Swann's Way (translated by Lydia Davis), pp. 206-220.
The social satire continues with a delicious analysis of the manners and mannerisms of the Verdurins and their circle, including Dr. Cottard, whose social insecurity is such that he tries to greet every statement or question with an "ironic smile that removed all impropriety from his attitude in advance, since he was proving that if the attitude was not a fashionable one he was well aware of it and that if he had adopted it, it was as a joke." Even when invited to a performance by Sarah Bernhardt, Cottard is so unwilling to express an unfashionable opinion that "he entered the box with a smile that was waiting to become more pronounced or to disappear as soon as some authoritative person informed him as to the quality of the entertainment."

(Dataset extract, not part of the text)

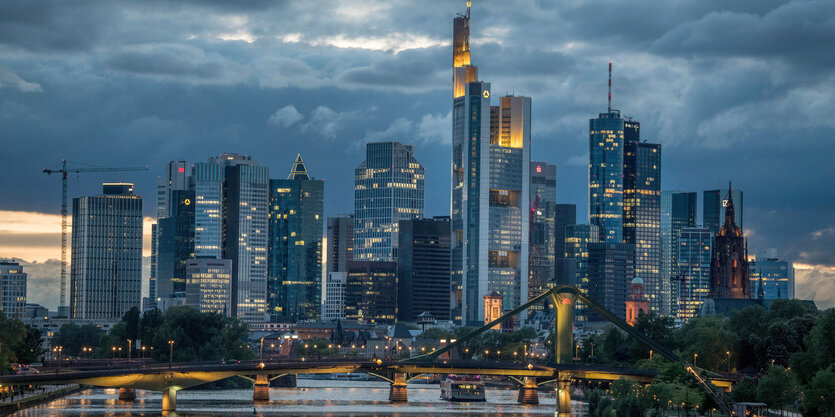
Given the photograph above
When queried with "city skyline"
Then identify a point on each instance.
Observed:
(803, 239)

Cottard is the perfect foil for Swann, who is at ease in any social situation, "so that toward people of a social circle inferior to his, like the Verdurins and their friends, he instinctively displayed a marked attention, permitted himself to make advances." He asks to be introduced to everyone, including those to whom the Verdurins condescend, sometimes unwarrantedly, such as "Saniette, whose shyness, simplicity, and good nature had lost him all the esteem he had won by his skill as an archivist, his substantial fortune, and the distinguished family he came from."

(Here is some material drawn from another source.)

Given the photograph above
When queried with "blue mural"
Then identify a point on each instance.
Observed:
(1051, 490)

But Proust also allows us to see what Swann has in common with Cottard, namely a sense that he has been hollowed out by his attempts to adapt to society's expectations. In Swann's case,
He had for so long given up directing his life toward an ideal goal and limited it to the pursuit of everyday satisfactions that ... since his mind no longer entertained any lofty ideas, he had ceased to believe in their reality, though without being able to deny it altogether.As a result, "in his conversation he endeavored never to express with any warmth a personal opinion about things." Or else, very much like Cottard, "give[s] his remarks an ironic tone, as if he did not entirely subscribe to what he was saying."

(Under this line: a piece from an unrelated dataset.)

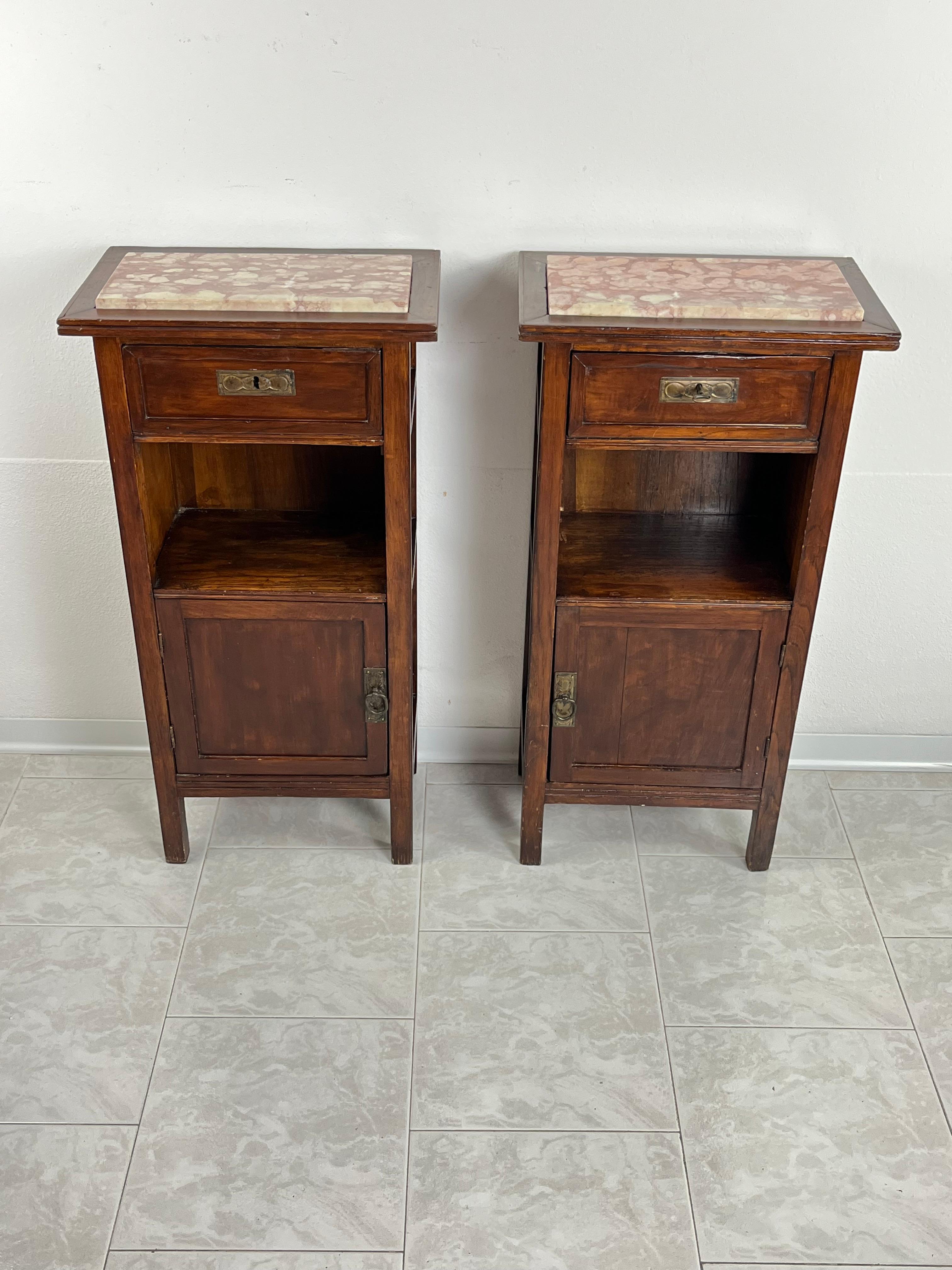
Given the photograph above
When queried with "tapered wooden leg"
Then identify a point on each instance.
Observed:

But there is one thing that opened "in Swann the possibility of a sort of rejuvenation": the "delicious sensation" provoked in him by a piece of music he hears at a soiree. It rouses in him "the presence of one of those invisible realities in which he had ceased to believe and to which, as if the music had had a sort of sympathetic influence on the moral dryness from which he suffered, he felt in himself once again the desire and almost the strength to devote his life."
He has been unable to find out what the piece of music is or who composed it until he hears it again at the Verdurins': "it was the andante from the Sonata for Piano and Violin by Vinteuil."